The story may be one of an interplay, or synergy, between climate and human activity, says Dr. Lindsey. In addition to the potential direct impacts of the new human presence in the Americas, the rapid climate change could have made the megafauna more vulnerable.

"Most of the Pleistocene megafauna in South America (and globally), like those in Africa today, were open savannah-adapted," she explains. "The warmer wetter conditions that came with climate warming at the end of the Pleistocene caused an increase in forests and shrubby habitats in a lot of places, which shrunk and fragmented the savannah habitats that most of these animals relied on, making them potentially more vulnerable to hunting, fires, or other impacts."

Still, Lindsey warns that "While the circumstantial evidence for synergy is compelling, the possibility remains that it just took humans a few thousand years of attritional hunting to drive megafauna populations to extinction on both continents, and that climate had nothing to do with it."

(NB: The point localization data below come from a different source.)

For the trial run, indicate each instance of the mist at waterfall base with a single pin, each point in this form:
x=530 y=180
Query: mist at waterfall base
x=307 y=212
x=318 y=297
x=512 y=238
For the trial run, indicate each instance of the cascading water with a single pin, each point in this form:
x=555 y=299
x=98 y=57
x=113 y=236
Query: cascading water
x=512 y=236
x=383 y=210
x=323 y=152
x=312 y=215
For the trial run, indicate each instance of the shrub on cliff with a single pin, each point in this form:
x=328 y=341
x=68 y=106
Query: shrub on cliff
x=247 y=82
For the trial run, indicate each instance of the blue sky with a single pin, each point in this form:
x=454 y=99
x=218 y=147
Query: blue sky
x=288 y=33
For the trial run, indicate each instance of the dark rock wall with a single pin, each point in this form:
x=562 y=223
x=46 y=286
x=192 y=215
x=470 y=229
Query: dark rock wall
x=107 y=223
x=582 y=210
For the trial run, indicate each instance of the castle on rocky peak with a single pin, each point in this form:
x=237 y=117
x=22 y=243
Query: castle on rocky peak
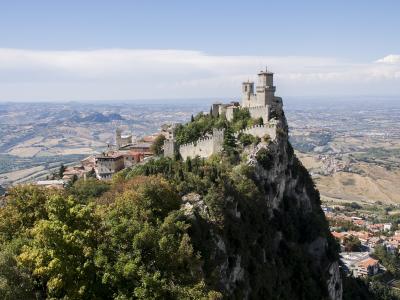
x=262 y=104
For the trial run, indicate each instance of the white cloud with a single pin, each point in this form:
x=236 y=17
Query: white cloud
x=390 y=59
x=148 y=74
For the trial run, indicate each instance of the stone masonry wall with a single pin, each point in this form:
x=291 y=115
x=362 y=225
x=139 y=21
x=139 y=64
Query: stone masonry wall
x=204 y=147
x=261 y=130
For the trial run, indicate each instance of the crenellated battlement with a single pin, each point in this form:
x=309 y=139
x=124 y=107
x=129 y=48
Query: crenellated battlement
x=261 y=130
x=260 y=105
x=203 y=147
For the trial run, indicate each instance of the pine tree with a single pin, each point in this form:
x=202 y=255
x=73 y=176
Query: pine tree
x=229 y=144
x=61 y=171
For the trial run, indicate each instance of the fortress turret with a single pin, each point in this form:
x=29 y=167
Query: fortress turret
x=118 y=133
x=265 y=88
x=247 y=93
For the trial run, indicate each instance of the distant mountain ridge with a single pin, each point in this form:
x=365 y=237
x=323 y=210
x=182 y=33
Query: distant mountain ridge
x=97 y=117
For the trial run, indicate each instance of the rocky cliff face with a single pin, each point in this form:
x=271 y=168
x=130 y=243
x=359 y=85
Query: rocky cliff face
x=273 y=241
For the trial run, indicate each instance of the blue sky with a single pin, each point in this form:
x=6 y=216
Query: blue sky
x=315 y=47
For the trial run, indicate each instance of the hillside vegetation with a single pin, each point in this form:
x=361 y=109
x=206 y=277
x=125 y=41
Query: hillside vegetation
x=170 y=229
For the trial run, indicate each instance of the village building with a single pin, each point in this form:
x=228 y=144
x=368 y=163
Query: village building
x=366 y=267
x=108 y=164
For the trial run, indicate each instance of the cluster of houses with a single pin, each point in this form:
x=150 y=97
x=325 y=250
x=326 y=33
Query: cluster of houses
x=125 y=154
x=369 y=234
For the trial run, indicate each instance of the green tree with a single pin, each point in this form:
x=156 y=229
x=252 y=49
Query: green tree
x=229 y=144
x=157 y=145
x=61 y=255
x=147 y=253
x=352 y=243
x=61 y=171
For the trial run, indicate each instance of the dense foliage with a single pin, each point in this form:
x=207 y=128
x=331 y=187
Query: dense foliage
x=130 y=239
x=126 y=241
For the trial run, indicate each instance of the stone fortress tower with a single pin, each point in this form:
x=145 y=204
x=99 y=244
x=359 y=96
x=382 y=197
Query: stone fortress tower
x=122 y=140
x=262 y=104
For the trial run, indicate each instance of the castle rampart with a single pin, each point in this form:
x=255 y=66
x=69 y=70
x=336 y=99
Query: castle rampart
x=203 y=147
x=261 y=105
x=261 y=130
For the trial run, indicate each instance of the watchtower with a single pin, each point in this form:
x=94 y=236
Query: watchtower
x=118 y=140
x=265 y=88
x=247 y=93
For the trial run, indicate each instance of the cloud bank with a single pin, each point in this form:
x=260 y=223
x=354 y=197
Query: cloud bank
x=123 y=74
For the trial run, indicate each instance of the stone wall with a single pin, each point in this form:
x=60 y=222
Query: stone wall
x=204 y=147
x=255 y=112
x=208 y=146
x=169 y=148
x=260 y=112
x=261 y=130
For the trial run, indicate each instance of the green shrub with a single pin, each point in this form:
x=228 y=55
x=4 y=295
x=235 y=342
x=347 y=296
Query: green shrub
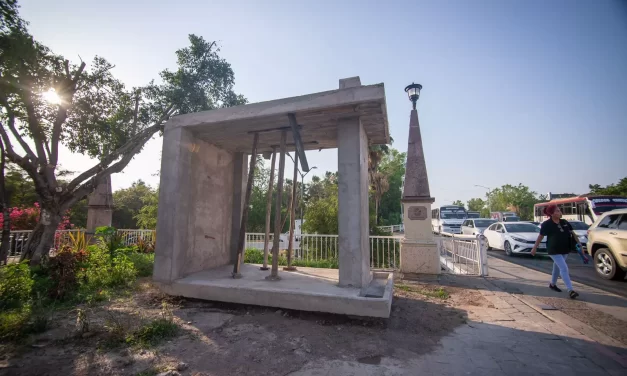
x=15 y=285
x=143 y=263
x=102 y=272
x=152 y=333
x=255 y=256
x=14 y=322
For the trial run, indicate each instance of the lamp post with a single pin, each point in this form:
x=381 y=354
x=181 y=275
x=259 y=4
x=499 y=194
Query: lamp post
x=302 y=185
x=302 y=179
x=413 y=91
x=488 y=194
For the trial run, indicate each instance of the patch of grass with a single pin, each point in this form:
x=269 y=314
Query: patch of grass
x=405 y=288
x=438 y=293
x=255 y=256
x=153 y=333
x=143 y=263
x=148 y=372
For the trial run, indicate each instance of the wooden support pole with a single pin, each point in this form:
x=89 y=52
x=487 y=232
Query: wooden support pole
x=266 y=238
x=242 y=228
x=290 y=247
x=274 y=273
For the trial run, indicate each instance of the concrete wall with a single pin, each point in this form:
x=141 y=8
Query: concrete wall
x=353 y=219
x=196 y=205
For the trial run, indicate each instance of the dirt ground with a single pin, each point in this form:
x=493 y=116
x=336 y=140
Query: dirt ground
x=600 y=321
x=224 y=339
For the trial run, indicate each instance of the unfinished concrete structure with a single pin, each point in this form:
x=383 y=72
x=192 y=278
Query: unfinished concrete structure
x=100 y=206
x=203 y=185
x=419 y=252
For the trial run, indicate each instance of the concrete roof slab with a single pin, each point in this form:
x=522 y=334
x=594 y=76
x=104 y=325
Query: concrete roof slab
x=317 y=114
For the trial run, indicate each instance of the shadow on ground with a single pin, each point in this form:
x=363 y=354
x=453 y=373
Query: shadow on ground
x=424 y=335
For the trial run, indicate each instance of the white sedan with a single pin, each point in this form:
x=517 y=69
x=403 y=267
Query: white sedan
x=513 y=237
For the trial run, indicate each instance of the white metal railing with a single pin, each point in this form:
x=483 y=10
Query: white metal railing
x=18 y=239
x=384 y=250
x=463 y=254
x=131 y=237
x=392 y=229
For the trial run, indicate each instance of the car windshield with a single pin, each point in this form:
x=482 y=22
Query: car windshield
x=511 y=219
x=579 y=225
x=522 y=227
x=449 y=214
x=483 y=223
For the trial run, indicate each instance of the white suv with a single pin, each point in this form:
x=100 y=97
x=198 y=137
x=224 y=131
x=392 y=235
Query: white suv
x=607 y=243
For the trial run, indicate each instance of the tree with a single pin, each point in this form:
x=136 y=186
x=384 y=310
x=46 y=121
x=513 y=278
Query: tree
x=147 y=216
x=519 y=199
x=47 y=102
x=618 y=189
x=128 y=202
x=322 y=211
x=458 y=203
x=476 y=204
x=393 y=166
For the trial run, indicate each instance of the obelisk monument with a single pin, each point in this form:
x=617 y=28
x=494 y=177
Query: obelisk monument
x=419 y=252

Or, she adds, perhaps "the megafauna were responding primarily or exclusively to the late-Pleistocene warming, and the presence of humans was incidental."

But more, finer-scale data could help narrow in on the true culprit, or culprits.

"This is another step toward understanding the big picture of the late Ice Age die-offs around the world," Metcalf says. 

And, says Lindsey, "because most of these extinctions (as is shown in this paper) occurred during a time of overlapping climate change and increasing human population, understanding how different animals responded to these pressures could be valuable in helping to preserve threatened species today."

In addition to sequencing the DNA of these ancient animals, the team also radiocarbon-dated the fossils. "The radiocarbon data allowed us to pinpoint when the megafauna were going extinct and the DNA allowed us to have a much better idea of what taxa were there," Metcalf says. 

And they found a possible explanation for why some megafauna survived and others didn't.

For example, llamas and alpacas are iconic animals of South America today. And some of their wild ancestors, the guanaco and the vicuña, still roam the continent.

"It was always thought that the guanaco lived through these extinctions in the Patagonia," Metcalf says. "But our data showed, and it could only be uncovered using DNA, that no": in fact the camelids, members of the family that includes camels, llamas, alpacas, and their ancestors, went extinct in that region, too.

The DNA tells a story of a population that had retreated to a small region in the north that later spread back into Patagonia about a thousand years after the megafaunal extinction. And that was likely the ancestral population to today's South American camelids.

"It looked like it was really important to have different species of camelids at a continental scale that were able to spread out and recolonize these places where other populations had died off once the climate was more friendly," Metcalf says. And that was probably true for other animals that survived that extinction, as well.